大语言模型智能体被期望能承载人类专家的知识与交互风格，但相关痕迹通常分散且不规整。COLLEAGUE.SKILL是一个开源的自动化痕迹到技能的蒸馏系统，能从目标人物或角色的材料中生成版本化的技能包。该技能包包含能力轨道（实践、心智模型）和行为边界轨道（交互风格、纠正历史），支持审查、自然语言反馈更新、回滚与跨主机部署。其公开仓库有约18.5k GitHub stars，画廊包含215个技能。

## 正文

LLM agents are increasingly expected not only to complete isolated tasks, but also to carry bounded representations of human expertise, judgment, and interaction style. Building such person-grounded agents remains difficult because actionable knowledge associated with a person or role is usually embedded in heterogeneous traces rather than written as clean instructions.
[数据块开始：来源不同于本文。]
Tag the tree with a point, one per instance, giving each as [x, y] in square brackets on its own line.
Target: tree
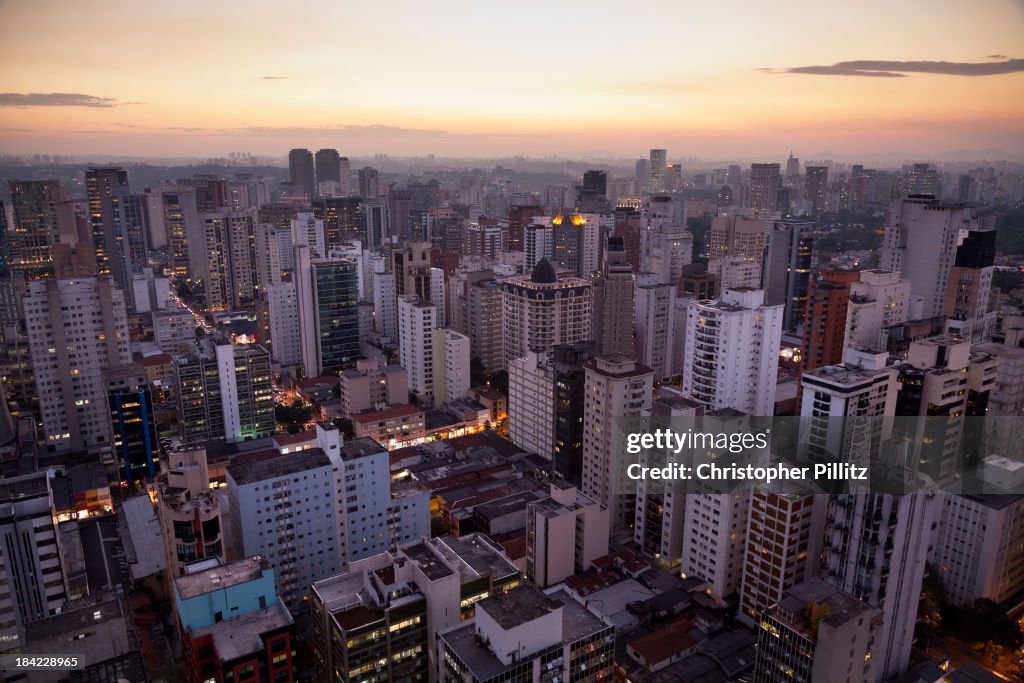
[984, 622]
Existing memory and persona systems capture fragments of this evidence, while skill frameworks provide portable packaging formats; however, there is no end-to-end workflow for distilling these traces into inspectable, correctable, and agent-usable skills. We present an automated trace-to-skill distillation system for generating person-grounded AI skills via expert knowledge distillation. Given materials from a target person or role, COLLEAGUE.SKILL produces a versioned skill package with two coordinated tracks: a capability track for practices, mental models, and decision heuristics, and a bounded behavior track for communication style, interaction rules, and correction history. The package can be inspected, invoked, updated through natural-language feedback, rolled back, installed across agent hosts, and optionally prepared for controlled distribution. We describe the artifact contract, generation workflow, correction lifecycle, deployment surface, and domain presets implemented in the open-source system. At the time of writing, the public repository has approximately 18.5k GitHub stars; the gallery lists 215 skills from 165 contributors and more than 100k cumulative stars across listed skill cards. The system illustrates how person-grounded skills can be represented as portable, correctable packages rather than opaque prompts or hidden memories.